In fact, of the first sixty-four Worldcons, Heidelberg was the only one not held in an English-speaking country. As you can tell from recent Worldcons and forthcoming bids, things are changing.
There was a time when, if you won the Hugo and a couple of other awards, you’d covered the field. Not so any longer. Just speaking of my own experiences—and I’m no Heinlein or Asimov—I’ve won awards in France, Spain, Japan, Poland, Croatia, Catalonia, and most recently China, awards that weren’t even a gleam in the eye of the presenting organizations back when I got into the field. And this isn’t a disguised brag. I’m sure there are a number of established science fiction writers who have won awards in even more countries and languages.
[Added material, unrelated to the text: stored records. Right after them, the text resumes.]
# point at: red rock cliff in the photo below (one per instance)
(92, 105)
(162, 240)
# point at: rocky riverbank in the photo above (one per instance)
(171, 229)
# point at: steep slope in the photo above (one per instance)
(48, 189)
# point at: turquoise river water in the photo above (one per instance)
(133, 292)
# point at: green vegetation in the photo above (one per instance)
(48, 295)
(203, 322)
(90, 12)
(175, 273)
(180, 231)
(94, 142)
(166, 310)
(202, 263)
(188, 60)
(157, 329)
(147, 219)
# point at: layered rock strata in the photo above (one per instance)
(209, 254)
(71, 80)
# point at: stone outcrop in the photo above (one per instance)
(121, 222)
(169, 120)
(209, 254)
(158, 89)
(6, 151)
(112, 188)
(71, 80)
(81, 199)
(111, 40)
These countries have also joined the worldwide fandom scene, which is to say their conventions aren’t insular. I’ve been a guest at conventions in France, China, Slovakia, and I’ll be a guest at CatCon in Spain’s Catalonia five days from when I write this and more than a month before you read it. And again, I know for a fact that a number of writers in the field have been invited abroad as convention guests in many more countries than I have.
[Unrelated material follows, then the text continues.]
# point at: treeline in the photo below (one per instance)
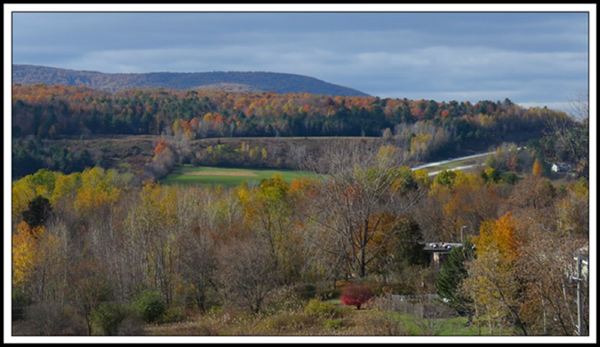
(53, 111)
(94, 253)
Even little old Galaxy’s Edge has gotten into the game, buying stories from France, China, Greece, and elsewhere.
Since science fiction is inextricably tied to the term “extrapolate”, what can we extrapolate from all this?
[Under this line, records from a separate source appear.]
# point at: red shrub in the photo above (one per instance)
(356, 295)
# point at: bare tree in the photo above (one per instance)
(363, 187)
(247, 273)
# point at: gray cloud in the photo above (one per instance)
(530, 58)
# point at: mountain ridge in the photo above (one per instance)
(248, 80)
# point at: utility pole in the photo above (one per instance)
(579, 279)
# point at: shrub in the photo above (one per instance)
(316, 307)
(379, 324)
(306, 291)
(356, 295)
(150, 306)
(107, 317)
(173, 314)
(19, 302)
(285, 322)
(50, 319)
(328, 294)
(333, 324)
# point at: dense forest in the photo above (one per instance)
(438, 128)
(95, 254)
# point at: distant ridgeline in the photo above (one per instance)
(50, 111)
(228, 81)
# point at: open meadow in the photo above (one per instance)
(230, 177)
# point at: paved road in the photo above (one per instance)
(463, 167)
That science fiction has broken through the language barrier, and now appeals to writers and readers of every language.
That science fiction fandom is truly a worldwide phenomenon.
That conventions will continue to import and introduce writers from other countries to their attendees.
That awards will go to the best stories and novels, and not just the best stories and novels in a particular language.
In sum and in brief, the future that science fiction aficionados have always predicted and hoped for has arrived.